Finite-time scaling for epidemic processes with power-law superspreading events

TL;DR

This paper develops a finite-time scaling law for epidemic outbreaks with power-law superspreading events, revealing how infinite-variance superspreading influences epidemic phase transitions and outbreak survival probabilities.

Contribution

It introduces a universal finite-time scaling law for epidemics with power-law superspreading, highlighting the impact of infinite variance on epidemic phase transitions.

Findings

Survival probability follows a finite-time scaling law dependent on power-law exponent.

Phase transition between subcritical and supercritical states emerges in the infinite-time limit.

Infinite-variance superspreading introduces new epidemic phenomenology.

Abstract

Epidemics unfold by means of a spreading process from each infected individual to a random number of secondary cases. It has been claimed that the so-called superspreading events in COVID-19 are governed by a power-law tailed distribution of secondary cases, with no finite variance.

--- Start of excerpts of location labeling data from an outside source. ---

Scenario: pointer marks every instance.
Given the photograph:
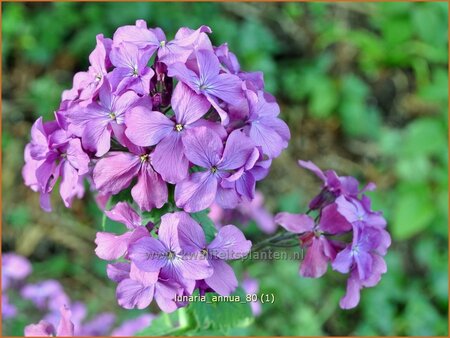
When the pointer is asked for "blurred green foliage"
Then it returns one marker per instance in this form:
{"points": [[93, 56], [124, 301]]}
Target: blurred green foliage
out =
{"points": [[364, 89]]}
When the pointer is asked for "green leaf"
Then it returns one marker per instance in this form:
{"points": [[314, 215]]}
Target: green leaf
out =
{"points": [[425, 136], [324, 97], [164, 324], [207, 224], [413, 211], [216, 313]]}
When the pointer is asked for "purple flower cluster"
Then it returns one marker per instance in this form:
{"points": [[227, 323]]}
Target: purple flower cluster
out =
{"points": [[149, 113], [172, 264], [62, 316], [245, 212], [341, 209]]}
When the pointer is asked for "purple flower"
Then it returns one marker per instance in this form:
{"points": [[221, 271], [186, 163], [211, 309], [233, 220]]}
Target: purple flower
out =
{"points": [[148, 128], [8, 309], [96, 122], [47, 294], [264, 127], [100, 325], [87, 84], [177, 50], [14, 268], [367, 241], [244, 213], [116, 170], [251, 287], [356, 211], [320, 249], [243, 181], [45, 329], [131, 70], [209, 81], [140, 36], [138, 289], [334, 185], [228, 244], [166, 256], [204, 148], [51, 154], [132, 326], [111, 246]]}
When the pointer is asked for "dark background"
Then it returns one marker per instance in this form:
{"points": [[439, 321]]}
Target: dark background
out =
{"points": [[364, 90]]}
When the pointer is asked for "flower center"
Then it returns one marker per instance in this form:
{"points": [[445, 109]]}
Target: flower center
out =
{"points": [[171, 255]]}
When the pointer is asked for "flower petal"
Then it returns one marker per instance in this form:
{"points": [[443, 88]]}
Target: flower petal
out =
{"points": [[223, 281], [149, 254], [230, 243], [146, 127], [114, 172], [296, 223], [187, 105], [132, 294], [169, 160], [123, 212], [111, 246], [237, 151], [202, 147], [150, 190]]}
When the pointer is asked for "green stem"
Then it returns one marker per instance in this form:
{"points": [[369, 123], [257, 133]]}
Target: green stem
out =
{"points": [[273, 241]]}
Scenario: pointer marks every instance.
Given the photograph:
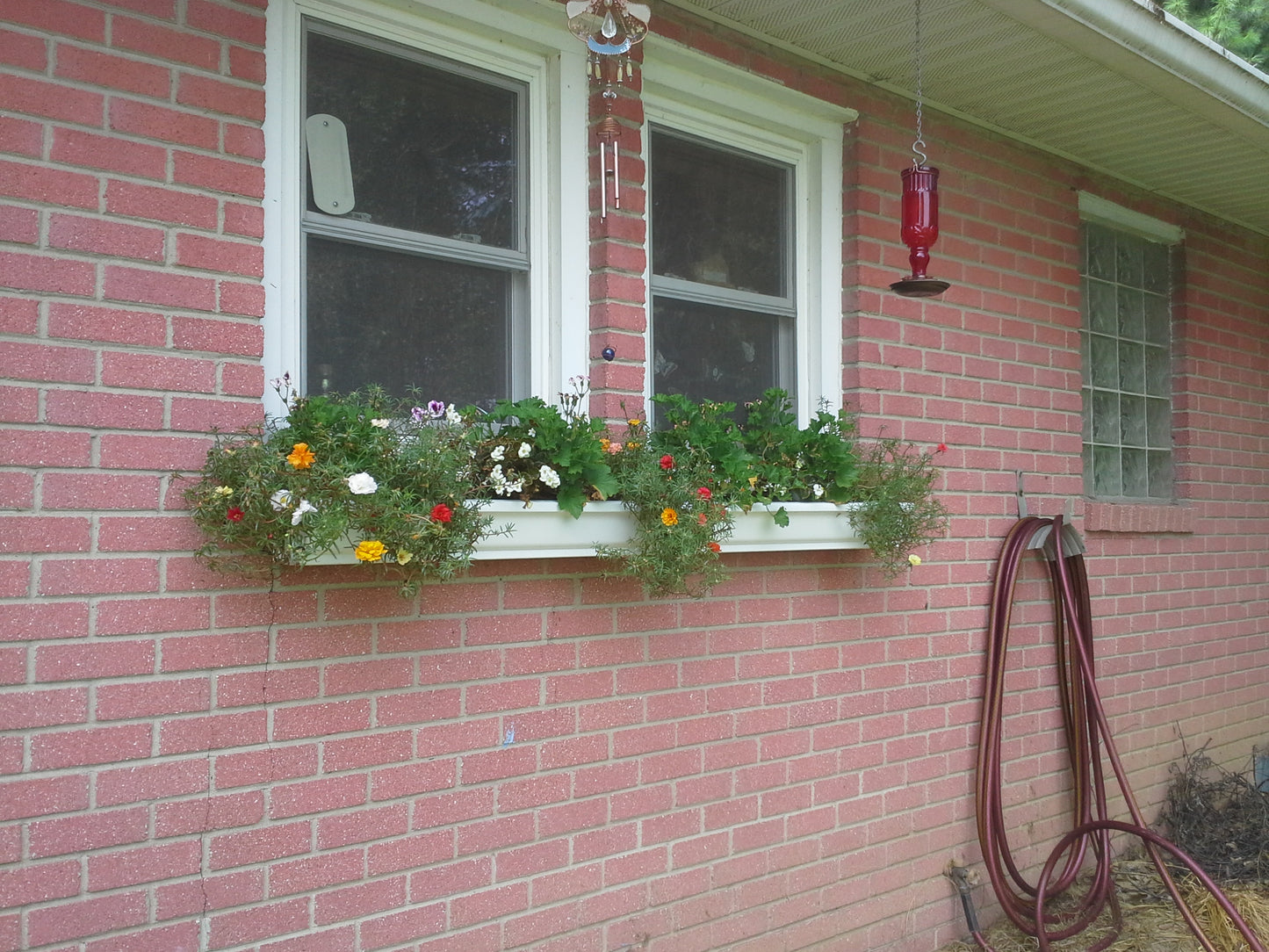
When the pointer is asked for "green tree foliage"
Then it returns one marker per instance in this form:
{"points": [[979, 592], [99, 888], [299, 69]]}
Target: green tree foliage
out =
{"points": [[1239, 25]]}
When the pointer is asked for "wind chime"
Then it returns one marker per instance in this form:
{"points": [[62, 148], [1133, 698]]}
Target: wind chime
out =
{"points": [[608, 28], [919, 222]]}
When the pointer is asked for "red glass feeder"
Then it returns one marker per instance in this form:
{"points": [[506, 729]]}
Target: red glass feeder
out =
{"points": [[919, 230]]}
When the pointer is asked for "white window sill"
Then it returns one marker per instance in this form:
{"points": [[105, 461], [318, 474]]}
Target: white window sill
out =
{"points": [[544, 532]]}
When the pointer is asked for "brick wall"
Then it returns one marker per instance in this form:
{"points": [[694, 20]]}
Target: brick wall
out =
{"points": [[537, 757]]}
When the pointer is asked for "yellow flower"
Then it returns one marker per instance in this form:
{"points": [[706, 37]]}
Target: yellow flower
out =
{"points": [[371, 550], [301, 456]]}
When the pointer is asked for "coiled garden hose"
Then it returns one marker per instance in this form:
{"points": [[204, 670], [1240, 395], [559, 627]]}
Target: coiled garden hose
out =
{"points": [[1088, 738]]}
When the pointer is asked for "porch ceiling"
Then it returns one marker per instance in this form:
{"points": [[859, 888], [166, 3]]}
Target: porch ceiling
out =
{"points": [[1114, 85]]}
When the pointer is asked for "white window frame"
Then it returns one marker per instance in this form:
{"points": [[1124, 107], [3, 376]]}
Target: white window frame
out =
{"points": [[1100, 211], [687, 91], [530, 47]]}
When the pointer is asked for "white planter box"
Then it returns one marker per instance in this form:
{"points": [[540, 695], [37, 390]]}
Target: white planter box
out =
{"points": [[544, 532]]}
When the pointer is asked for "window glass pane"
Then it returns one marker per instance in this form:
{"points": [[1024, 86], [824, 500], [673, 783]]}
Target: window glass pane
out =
{"points": [[1100, 251], [1160, 471], [1136, 485], [1159, 424], [1127, 259], [1132, 421], [718, 217], [1159, 375], [713, 353], [1100, 304], [1104, 359], [1157, 319], [1106, 471], [404, 321], [432, 150], [1155, 270], [1106, 416], [1131, 315], [1132, 367]]}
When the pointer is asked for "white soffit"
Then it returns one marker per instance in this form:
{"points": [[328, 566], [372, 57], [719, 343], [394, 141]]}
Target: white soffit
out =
{"points": [[1113, 85]]}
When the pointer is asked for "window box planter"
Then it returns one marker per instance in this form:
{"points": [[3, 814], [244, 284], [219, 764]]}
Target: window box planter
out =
{"points": [[544, 532]]}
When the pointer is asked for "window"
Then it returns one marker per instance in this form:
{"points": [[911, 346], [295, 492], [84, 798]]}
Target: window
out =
{"points": [[422, 281], [722, 263], [425, 178], [744, 234], [1126, 350]]}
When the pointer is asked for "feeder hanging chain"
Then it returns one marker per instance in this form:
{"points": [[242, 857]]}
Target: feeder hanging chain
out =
{"points": [[919, 156]]}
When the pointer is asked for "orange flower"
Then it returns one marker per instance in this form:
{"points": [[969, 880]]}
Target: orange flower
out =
{"points": [[301, 456], [370, 551]]}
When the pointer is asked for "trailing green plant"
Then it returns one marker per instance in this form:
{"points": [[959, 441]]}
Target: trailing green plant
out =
{"points": [[393, 480], [405, 485], [898, 509], [681, 516], [528, 450]]}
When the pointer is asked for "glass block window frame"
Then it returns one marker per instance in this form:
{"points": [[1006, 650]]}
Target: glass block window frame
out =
{"points": [[1126, 354]]}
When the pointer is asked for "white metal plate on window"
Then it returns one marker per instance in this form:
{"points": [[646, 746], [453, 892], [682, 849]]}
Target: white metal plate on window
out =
{"points": [[328, 168]]}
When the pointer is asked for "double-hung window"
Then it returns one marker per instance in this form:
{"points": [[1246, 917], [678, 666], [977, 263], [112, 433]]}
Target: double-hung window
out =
{"points": [[1126, 345], [724, 305], [428, 174], [744, 234]]}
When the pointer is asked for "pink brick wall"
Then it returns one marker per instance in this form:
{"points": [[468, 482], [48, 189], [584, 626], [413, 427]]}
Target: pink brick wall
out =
{"points": [[536, 757]]}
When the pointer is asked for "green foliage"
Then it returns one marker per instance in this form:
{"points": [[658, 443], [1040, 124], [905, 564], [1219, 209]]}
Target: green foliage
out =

Using a continuous-time branching process, we show that for such power-law superspreading the survival probability of an outbreak as a function of time and the basic reproductive number fulfills a "finite-time scaling" law (analogous to finite-size scaling) with universal-like characteristics only dependent on the power-law exponent. This clearly shows how the phase transition separating a subcritical and a supercritical phase emerges in the infinite-time limit (analogous to the thermodynamic limit). We quantify the counterintuitive hazards infinite-variance superspreading poses and conclude that superspreading only leads to new phenomenology in the infinite-variance case.